Scopus Indexed Publications

Paper Details


Title
Training data selection using ensemble dataset approach for software defect prediction
Author
Md. Fahimuzzman Sohan, Md Alamgir Kabir, Md. Mostafijur Rahman, S. M. Hasan Mahmud, Touhid Bhuiyan,
Email
sohan35-1284@diu.edu.bd
Abstract

Cross-project defect prediction (CPDP) is using due to the limitation of within project defect prediction (WPDP) in Software Defect Prediction (SDP) research. CPDP aims to train one project data to predict another project using the machine learning technique. The source and target projects are different in the CPDP setting, because of various structured source-target projects, sometimes it may not be a perfect combination.
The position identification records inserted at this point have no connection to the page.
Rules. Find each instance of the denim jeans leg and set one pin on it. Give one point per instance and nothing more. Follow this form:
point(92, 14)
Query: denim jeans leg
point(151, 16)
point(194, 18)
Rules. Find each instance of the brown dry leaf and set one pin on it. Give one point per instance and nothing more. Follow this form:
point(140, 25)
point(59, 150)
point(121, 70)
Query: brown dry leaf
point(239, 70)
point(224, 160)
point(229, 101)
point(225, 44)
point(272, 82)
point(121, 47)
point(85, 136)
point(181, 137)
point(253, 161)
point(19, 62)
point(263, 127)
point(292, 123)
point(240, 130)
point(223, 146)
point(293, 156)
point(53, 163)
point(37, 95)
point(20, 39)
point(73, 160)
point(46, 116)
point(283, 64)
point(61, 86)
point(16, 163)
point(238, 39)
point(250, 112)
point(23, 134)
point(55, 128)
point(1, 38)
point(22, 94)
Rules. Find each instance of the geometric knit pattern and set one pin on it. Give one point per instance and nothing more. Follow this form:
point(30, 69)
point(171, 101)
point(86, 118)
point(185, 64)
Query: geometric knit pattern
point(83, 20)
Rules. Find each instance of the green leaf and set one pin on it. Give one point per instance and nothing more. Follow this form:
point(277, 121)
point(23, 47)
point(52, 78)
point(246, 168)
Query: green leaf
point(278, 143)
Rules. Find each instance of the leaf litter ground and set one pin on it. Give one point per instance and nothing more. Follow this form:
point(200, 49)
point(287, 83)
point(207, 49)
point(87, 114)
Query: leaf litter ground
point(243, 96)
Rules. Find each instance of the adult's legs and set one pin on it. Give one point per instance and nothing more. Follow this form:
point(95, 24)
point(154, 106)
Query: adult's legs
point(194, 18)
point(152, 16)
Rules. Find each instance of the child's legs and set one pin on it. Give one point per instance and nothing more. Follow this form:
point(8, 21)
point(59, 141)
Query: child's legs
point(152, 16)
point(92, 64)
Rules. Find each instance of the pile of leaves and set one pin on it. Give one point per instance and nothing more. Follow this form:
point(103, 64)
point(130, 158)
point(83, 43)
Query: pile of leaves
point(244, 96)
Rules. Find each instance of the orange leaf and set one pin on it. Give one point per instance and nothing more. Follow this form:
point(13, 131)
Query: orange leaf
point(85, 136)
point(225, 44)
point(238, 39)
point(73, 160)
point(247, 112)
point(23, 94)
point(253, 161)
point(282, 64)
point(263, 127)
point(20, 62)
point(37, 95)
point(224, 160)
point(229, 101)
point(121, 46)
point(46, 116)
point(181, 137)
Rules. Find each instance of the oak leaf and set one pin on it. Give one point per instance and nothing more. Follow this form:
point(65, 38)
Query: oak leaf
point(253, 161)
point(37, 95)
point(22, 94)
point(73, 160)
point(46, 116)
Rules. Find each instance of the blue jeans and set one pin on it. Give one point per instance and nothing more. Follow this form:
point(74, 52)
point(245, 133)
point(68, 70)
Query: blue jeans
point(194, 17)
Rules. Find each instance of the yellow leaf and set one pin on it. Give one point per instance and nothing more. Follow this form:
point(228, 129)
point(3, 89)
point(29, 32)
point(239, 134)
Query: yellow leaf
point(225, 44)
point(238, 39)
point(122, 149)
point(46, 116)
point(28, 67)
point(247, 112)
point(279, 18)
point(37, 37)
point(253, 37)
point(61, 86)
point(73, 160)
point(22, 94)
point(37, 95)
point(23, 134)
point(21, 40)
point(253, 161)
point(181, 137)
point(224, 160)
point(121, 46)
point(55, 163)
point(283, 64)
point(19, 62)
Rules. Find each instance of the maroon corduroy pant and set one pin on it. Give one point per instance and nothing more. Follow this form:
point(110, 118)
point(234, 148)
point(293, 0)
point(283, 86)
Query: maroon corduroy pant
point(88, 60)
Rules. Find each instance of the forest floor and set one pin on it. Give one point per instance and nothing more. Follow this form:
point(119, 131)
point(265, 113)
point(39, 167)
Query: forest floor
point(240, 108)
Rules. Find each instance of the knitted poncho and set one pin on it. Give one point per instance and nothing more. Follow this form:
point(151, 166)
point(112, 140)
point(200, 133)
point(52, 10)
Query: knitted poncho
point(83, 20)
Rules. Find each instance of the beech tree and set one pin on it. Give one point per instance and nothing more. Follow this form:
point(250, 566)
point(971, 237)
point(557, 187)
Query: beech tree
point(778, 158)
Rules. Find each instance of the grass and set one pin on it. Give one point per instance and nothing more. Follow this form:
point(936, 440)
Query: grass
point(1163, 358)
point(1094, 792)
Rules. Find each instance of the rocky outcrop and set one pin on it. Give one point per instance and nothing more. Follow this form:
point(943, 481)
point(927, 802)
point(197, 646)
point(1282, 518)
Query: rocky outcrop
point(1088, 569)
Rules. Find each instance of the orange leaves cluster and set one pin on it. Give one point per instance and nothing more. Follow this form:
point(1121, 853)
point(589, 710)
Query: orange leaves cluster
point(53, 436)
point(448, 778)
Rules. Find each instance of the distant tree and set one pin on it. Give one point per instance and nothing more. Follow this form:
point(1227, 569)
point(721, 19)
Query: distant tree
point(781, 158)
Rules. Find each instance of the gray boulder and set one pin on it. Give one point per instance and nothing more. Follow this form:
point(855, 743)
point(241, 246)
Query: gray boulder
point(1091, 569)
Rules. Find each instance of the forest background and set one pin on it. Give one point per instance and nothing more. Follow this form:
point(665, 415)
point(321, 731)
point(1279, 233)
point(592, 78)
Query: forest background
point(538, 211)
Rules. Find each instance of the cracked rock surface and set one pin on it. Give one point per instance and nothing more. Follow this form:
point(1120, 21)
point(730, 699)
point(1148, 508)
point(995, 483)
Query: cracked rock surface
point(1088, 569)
This study represents a categorical data set ensemble technique, where multiple data sets have been aggregated for source data instead of using a single data set. The method has been evaluated on nine data sets, taken from the publicly accessible repository with two performance indicators. The results of this data set ensemble approach show the improvement of the prediction performance over 65% combinations compared with traditional CPDP models. The results also show that same categories (homogeneous) train-test data set pairs give high performance; otherwise, the prediction performances of different category data sets are mostly collapsed. Therefore, the proposed scheme is recommended as an alternative to predict defects that can improve the prediction of most of the cases compared with traditional cross-project SDP models.

Keywords
Software defect prediction Cross-project defect prediction Training data selection Data set ensemble
Journal or Conference Name
Lecture Notes of the Institute for Computer Sciences, Social-Informatics and Telecommunications Engineering, LNICST
Publication Year
2020
Indexing
scopus